CRIMINAL PENALTIES AND TREATMENT OF PRISONERS: While in a foreign country, a U.S. citizen is subject to that country’s laws and regulations, which sometimes differ significantly from those in the United States and may not afford the protections available to the individual under U.S. law.  The trial process in Mexico is different from the trial process in the United States, and procedures may vary from state to state.  Penalties for breaking the law can be more severe than in the United States for similar offenses.  Persons violating Mexican laws, even unknowingly, may be expelled, arrested or imprisoned.  Penalties for possession, use or trafficking in illegal drugs in Mexico are severe, and convicted offenders can expect long jail sentences and heavy fines.

 

Arrests & Notifications: The Mexican government is required by international law to notify the U.S. Embassy or the nearest U.S. consulate promptly when a U.S. citizen is arrested, if the arrestee so requests.  In practice, however, this notification can be delayed by months or may never occur at all, limiting the assistance the U.S. Government can provide.  U.S. citizens should promptly identify themselves as such to the arresting officers, and should request that the Embassy or nearest consulate be notified immediately. 

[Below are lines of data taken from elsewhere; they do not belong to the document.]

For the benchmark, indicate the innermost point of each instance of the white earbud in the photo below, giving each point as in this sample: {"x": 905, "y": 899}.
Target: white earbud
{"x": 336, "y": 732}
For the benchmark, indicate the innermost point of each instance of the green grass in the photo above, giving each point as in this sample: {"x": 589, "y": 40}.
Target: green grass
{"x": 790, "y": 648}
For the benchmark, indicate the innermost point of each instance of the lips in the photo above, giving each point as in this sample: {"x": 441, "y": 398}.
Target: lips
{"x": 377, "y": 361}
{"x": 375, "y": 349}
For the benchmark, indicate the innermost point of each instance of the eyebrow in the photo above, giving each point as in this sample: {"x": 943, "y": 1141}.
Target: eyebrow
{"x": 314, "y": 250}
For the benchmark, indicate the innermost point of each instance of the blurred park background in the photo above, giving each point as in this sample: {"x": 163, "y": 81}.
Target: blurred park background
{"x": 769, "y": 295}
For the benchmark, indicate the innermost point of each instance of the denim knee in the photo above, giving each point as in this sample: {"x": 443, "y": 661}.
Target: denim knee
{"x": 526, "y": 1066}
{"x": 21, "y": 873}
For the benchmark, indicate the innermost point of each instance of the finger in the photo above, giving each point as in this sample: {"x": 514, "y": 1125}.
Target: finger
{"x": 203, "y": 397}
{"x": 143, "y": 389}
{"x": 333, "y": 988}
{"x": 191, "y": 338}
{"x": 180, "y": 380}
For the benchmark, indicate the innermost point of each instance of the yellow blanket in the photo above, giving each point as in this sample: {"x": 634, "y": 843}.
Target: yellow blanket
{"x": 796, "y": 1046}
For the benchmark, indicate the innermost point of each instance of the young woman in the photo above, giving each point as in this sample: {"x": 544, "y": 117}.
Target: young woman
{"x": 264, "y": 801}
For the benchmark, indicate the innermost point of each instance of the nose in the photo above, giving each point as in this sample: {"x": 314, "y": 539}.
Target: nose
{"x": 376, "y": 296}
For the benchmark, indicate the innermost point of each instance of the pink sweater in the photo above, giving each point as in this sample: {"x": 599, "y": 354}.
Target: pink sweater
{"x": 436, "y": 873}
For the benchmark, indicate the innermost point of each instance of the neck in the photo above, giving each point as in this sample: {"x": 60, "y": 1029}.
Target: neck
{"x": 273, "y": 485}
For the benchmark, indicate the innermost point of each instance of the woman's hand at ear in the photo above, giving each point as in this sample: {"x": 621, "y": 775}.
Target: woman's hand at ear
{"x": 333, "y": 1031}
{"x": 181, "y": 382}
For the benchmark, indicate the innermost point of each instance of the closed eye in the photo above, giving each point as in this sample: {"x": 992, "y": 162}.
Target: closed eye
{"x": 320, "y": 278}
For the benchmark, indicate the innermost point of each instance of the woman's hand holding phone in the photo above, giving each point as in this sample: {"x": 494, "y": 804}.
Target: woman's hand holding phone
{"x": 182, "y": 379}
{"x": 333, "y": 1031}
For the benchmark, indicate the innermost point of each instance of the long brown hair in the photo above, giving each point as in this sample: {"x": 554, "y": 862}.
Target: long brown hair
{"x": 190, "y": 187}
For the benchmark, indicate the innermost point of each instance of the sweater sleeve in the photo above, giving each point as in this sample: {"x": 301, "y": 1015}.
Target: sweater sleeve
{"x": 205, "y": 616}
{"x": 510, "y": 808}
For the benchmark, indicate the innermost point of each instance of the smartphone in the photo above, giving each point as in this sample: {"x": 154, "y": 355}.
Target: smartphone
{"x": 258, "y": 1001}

Prison Facilities:  Prison conditions in Mexico can be extremely poor.  In many facilities food is insufficient in both quantity and quality, and prisoners must pay for adequate nutrition from their own funds.  Most Mexican prisons provide poor medical care, and even prisoners with urgent medical conditions receive only a minimum of attention.  U.S. citizens who are incarcerated in Mexico are sometimes forced to pay hundreds and even thousands of dollars in “protection money” to fellow prisoners.

Prisoner Treatment/Interrogations:  Mexican police regularly obtain information through torture and prosecutors use this evidence in courts.  The Mexican Constitution and the law prohibit torture, and Mexico is party to several international anti-torture conventions, but courts continue to admit as evidence confessions extracted under torture.  Authorities rarely punish officials for torture, which continues to occur in large part because confessions are the primary evidence in many criminal convictions.  U.S. citizens have been brutalized, beaten, and even raped while in police custody.  Since the beginning of 2002, 21 U.S. citizens have died in Mexican prisons, including five apparent homicides. 

Drug Penalties and Prescription Medications:  Penalties for drug offenses are strict, and convicted offenders can expect large fines and jail sentences up to 25 years.  The purchase of controlled medication requires a prescription from a licensed Mexican physician; some Mexican doctors have been arrested for writing prescriptions without due cause.  In those instances, U.S. citizens who bought the medications have been held in jail for months waiting for the Mexican judicial system to decide their fate.  The Mexican list of controlled medication differs from that of the United States, and Mexican public health laws concerning controlled medication are unclear and often enforced selectively.  To determine whether a particular medication is controlled in Mexico, and requires a prescription from a Mexican doctor for purchase, please consult the website of the Mexican Federal Commission for Protection Against Health Risks (Comisión Federal para la Protección contra Riesgos Sanitarios - COFEPRIS) at Listado de Medicamentos Controlados, http://www.cofepris.gob.mx/pyp/estpsic/es.htm.  This site is in Spanish only.

 

 

If this doesn’t make you re-consider, watch the movie “Midnight Express”.